The September futures contract of lead in Multi Commodity Exchange (MCX) has been sliding over the past couple of weeks, after it registered a high of ₹159 in mid-August. Last Thursday, it marked a low of ₹151 has now inched up. The 50-day moving average (DMA) coincide at this level, making it an important support from the short-term trend perspective. But since ₹155 is a resistance level, the bulls might take a pause before going ahead with the upswing backed by the overall uptrend.
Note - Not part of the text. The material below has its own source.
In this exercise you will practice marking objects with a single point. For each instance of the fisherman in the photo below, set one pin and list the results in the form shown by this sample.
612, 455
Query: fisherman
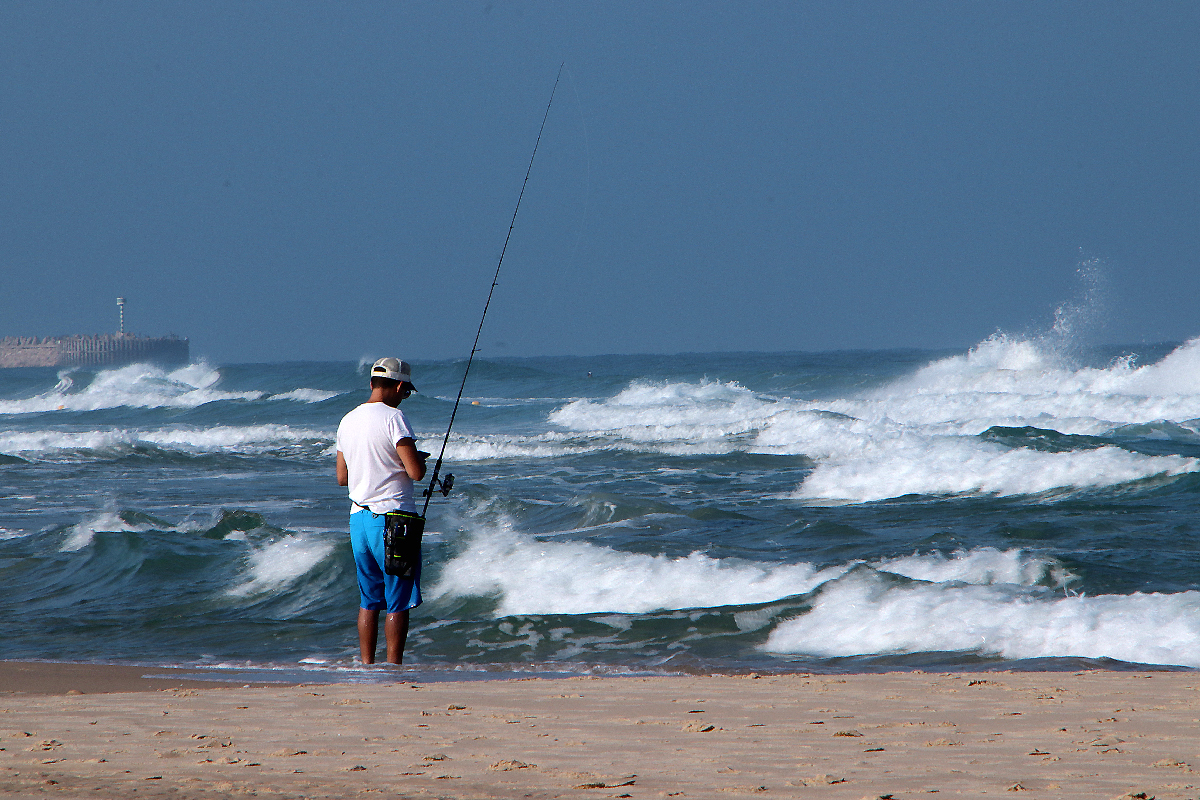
377, 458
Since the price has been falling over the past two weeks, the Relative Strength Index (RSI) and the Moving Average Convergence Divergence (MACD) indicators in the daily chart followed suit. But now the RSI is showing a fresh uptick and the indicator, already being in the bullish region, hints that the uptrend might quickly gain traction. On the other hand, the MACD, which was moving downwards is indicating that the downswing is losing momentum. Notably, it lies in the positive territory.

If the bulls gathers momentum and lift the contract above ₹155, it will most likely advance to ₹158. A clear breach of that hurdle can result in the price rising to ₹161. But if the contract is unable to gain traction and weakens below the key support of ₹151, there can be a sharp decline to ₹145.
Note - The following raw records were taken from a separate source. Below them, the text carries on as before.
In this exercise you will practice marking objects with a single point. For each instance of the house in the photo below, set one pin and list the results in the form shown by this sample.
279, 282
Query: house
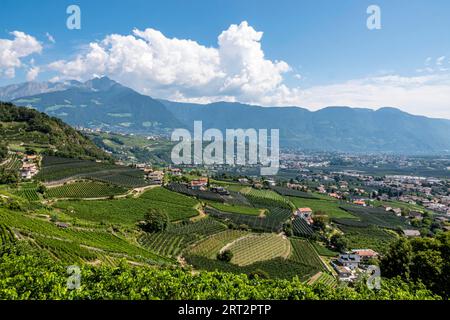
360, 203
344, 273
365, 254
397, 211
155, 176
415, 215
199, 184
349, 260
411, 233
On the global front, the three-month rolling forward contract of lead in London Metal Exchange (LME) slipped below $2,000 last week. The contract is currently hovering around $1,960 but the trend can be inclined to upward as long as the price remains above the support of $1,900.

Trading strategy

Though the contract in MCX is attempting for a recovery, it faces a hindrance at ₹155. Also, globally the price has declined from its recent peak. Considering these factors, traders can go long in MCX-Lead with stop-loss at ₹151 if price breaks out of ₹155.